Santé

Des nanofils dévoilent en temps réel la croissance et l’arborisation des astrocytes

Des nanofils dévoilent en temps réel la croissance et l’arborisation des astrocytes

Les chercheurs disposent enfin d’un moyen d’observer de près des cellules de soutien du cerveau longtemps restées insaisissables, et surtout de les voir se comporter comme dans notre tête.

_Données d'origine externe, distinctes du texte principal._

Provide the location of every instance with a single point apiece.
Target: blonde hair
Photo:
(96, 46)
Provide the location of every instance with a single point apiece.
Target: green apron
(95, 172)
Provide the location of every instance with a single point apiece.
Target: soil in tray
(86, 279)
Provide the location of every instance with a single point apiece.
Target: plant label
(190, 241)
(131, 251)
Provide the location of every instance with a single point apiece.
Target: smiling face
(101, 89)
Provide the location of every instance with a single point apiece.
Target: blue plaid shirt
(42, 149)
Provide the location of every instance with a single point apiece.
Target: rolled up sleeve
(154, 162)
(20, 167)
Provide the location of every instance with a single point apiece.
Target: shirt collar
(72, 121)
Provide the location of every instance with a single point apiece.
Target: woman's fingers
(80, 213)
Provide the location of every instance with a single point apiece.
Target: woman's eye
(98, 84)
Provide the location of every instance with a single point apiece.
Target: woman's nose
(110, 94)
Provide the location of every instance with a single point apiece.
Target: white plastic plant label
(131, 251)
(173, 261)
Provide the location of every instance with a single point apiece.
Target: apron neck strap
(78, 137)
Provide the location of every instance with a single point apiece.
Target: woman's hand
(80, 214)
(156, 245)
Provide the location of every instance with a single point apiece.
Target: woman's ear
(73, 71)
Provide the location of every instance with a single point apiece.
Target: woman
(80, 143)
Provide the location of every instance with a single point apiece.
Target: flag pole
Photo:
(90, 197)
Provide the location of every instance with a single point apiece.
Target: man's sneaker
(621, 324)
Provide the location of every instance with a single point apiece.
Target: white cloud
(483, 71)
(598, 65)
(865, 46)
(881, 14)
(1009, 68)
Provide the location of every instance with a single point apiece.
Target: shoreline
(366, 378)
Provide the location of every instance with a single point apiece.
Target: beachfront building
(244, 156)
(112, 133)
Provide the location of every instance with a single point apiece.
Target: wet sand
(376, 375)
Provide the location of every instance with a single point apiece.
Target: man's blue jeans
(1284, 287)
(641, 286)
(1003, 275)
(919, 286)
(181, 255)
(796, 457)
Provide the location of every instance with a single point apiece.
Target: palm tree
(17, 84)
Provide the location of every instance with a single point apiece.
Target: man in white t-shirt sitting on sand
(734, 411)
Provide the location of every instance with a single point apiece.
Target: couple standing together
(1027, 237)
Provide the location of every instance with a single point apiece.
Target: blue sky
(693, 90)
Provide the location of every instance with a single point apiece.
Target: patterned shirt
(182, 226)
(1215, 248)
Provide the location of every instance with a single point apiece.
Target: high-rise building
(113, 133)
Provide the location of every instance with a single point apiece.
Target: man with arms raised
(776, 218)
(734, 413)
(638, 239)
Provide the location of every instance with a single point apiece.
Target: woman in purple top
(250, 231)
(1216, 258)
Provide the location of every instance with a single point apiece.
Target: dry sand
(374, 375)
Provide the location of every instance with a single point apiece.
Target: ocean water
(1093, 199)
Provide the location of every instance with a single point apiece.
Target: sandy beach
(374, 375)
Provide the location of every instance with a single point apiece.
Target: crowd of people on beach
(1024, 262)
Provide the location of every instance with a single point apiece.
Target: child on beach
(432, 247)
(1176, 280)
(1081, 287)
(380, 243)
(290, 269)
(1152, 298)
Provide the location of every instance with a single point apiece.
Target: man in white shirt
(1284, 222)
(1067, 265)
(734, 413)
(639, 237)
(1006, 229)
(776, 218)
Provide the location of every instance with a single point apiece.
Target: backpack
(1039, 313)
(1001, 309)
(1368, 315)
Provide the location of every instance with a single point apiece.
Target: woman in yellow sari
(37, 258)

Pourquoi ces cellules étaient si difficiles à étudier

Les astrocytes, cellules gliales abondantes mais peu étudiées, assurent des fonctions essentielles : elles organisent la communication entre neurones, aident à maintenir la barrière hémato‑encéphalique et offrent un squelette aux réseaux neuronaux. Pourtant, au laboratoire, ces cellules perdent instantanément leur forme étoilée lorsqu’on les cultive sur des surfaces lisses comme le verre. Cette déformation artificielle brouille leur comportement réel et empêche de mesurer précisément leur morphologie, leur maturation et leur dynamique.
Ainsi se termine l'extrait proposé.